Конфликт был обоюдно бессмыслен, но был ли он автоматически запрограммирован противостоянием коммунистического СССР и националистического Третьего Рейха?

На первый взгляд, утвердительный ответ очевиден. Скажем, будущий Маршал Советского Союза Борис Михайлович Шапошников ещё в бытность свою командующим войсками Ленинградского, а потом и Московского округов издал в 1927–1929 годах знаменитый трёхтомный труд «Мозг армии», где говорилось: «Великие войны подобны землетрясению… Это пережитое «землетрясение», к сожалению, ещё… не лишило империализм его удушающих человечество объятий анаконды… Предстоит ряд войн, войн ожесточённых, ибо те противоречия, которые существуют между капиталистической формой мирового хозяйства и нарождающейся новой экономической структурой, настолько велики, что без больших жертв и борьбы не обойтись».

Соответственно, СССР готовился к войне, как и другие державы, как и Германия. И очень многие считали, что именно этим двум странам придётся в будущем столкнуться опять. Мол, здесь всё программирует «идеология»…

Но вот мнение японского советолога профессора Тэратани: «К заключению советско-германского договора идея всемирной революции отошла на второй план. Троцкий вывел свою теорию «перманентной революции». Сталин с этой романтикой покончил. При нем, то есть в 30-е годы, произошла определённая деидеологизация советской внешней политики».

Профессор Тэратани справедливо считал, что Сталин отдавал приоритет обеспечению суверенитета СССР. Иными словами, идеологические установки СССР ориентировали на войну, и с этой точки зрения она становилась и впрямь неизбежной. Однако непосредственно государственные интересы ориентировали на мир…

И уже одно это обстоятельство делает всё не таким уж и очевидным!

Правда, сам же Тэратани писал: «Нередко можно встретить утверждение, что большевизм и нацизм – одного поля ягоды. Я с этим решительно не согласен. Нацизм и большевизм – генетические враги».

Вроде бы верно? Да, если иметь в виду идеологию. Но верно ли в целом? Задаваясь этим вопросом, я отнюдь не присоединяюсь к тем фальсификаторам истории, которые пытаются убедить нас, что Сталин-де и Гитлер – явления родственные. Родства – ни идейного, ни духовного – не было и в помине. А вот нечто, способное примирять и подталкивать к поиску общих государственных интересов, пожалуй, было…

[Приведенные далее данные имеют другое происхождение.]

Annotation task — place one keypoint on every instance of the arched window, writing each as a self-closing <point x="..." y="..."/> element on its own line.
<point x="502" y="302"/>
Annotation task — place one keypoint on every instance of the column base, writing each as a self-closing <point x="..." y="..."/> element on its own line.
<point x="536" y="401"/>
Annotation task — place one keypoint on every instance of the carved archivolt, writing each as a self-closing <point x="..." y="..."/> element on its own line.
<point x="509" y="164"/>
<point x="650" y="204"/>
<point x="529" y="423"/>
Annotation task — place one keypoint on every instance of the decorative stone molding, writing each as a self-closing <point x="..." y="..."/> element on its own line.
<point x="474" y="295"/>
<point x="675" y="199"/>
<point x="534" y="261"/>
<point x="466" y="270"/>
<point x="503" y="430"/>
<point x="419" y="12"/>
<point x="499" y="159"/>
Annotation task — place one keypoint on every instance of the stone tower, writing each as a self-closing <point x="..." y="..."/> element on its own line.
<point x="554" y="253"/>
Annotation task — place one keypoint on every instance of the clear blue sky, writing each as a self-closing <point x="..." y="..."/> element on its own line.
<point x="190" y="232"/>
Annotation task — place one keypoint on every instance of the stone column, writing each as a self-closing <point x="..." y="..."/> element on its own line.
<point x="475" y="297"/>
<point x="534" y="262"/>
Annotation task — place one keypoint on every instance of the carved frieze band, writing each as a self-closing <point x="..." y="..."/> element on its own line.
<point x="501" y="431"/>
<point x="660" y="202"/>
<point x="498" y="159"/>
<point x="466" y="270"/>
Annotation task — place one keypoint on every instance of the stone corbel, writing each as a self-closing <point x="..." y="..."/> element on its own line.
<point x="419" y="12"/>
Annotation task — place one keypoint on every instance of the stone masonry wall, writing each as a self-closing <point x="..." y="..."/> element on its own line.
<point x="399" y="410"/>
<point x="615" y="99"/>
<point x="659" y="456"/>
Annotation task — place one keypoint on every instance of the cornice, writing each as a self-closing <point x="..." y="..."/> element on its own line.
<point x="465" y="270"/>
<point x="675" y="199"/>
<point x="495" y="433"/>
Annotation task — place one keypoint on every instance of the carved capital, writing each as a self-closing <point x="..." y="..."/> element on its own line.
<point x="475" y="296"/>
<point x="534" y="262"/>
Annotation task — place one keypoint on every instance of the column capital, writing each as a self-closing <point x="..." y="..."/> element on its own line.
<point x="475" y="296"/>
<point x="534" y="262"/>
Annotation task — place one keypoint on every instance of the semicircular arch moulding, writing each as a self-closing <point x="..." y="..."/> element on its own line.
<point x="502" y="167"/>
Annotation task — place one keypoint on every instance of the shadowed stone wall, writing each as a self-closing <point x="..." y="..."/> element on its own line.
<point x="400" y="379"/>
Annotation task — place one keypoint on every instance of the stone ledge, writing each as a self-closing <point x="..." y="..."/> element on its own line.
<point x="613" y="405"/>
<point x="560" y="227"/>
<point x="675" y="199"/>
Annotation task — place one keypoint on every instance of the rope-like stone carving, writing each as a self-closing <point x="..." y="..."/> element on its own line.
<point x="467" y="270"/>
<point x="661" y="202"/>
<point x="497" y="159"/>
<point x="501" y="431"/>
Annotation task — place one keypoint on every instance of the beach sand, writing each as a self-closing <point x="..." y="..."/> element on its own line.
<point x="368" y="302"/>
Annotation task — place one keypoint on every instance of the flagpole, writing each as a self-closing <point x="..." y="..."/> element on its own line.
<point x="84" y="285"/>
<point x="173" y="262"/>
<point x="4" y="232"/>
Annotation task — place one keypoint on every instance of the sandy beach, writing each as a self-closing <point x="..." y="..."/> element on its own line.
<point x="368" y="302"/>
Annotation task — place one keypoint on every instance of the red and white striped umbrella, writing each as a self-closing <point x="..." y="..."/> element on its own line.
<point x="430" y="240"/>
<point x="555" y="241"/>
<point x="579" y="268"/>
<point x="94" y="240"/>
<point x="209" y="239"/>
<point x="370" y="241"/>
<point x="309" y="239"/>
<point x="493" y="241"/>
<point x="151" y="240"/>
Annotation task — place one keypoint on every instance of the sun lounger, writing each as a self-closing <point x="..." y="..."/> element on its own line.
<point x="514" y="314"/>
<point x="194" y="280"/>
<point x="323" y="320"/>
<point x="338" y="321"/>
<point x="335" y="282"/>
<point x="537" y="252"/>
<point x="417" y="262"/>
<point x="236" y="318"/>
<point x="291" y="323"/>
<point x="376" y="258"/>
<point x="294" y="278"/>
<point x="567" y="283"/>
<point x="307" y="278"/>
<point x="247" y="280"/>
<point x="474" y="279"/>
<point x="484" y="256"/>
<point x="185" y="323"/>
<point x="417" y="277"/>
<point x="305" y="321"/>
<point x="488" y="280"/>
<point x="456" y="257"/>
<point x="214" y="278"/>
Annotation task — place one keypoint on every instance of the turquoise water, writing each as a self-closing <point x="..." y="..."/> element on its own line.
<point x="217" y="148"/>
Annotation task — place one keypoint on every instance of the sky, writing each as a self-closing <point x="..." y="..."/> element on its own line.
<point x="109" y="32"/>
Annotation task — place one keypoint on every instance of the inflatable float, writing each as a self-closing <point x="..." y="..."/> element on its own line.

Тот же Тэратани – в отличие от многих нынешних российских расстриг с учёными степенями по «марксистской истории» – признаёт, что к концу тридцатых годов сталинский СССР ставил во главу угла себя, а не химеры Троцкого. Да ведь и Ленин, скажем в скобках, в своих последних работах тревожился о том, как нам «организовать соревнование», как «реорганизовать Рабкрин», а не о том, как разжечь «мировой пожар».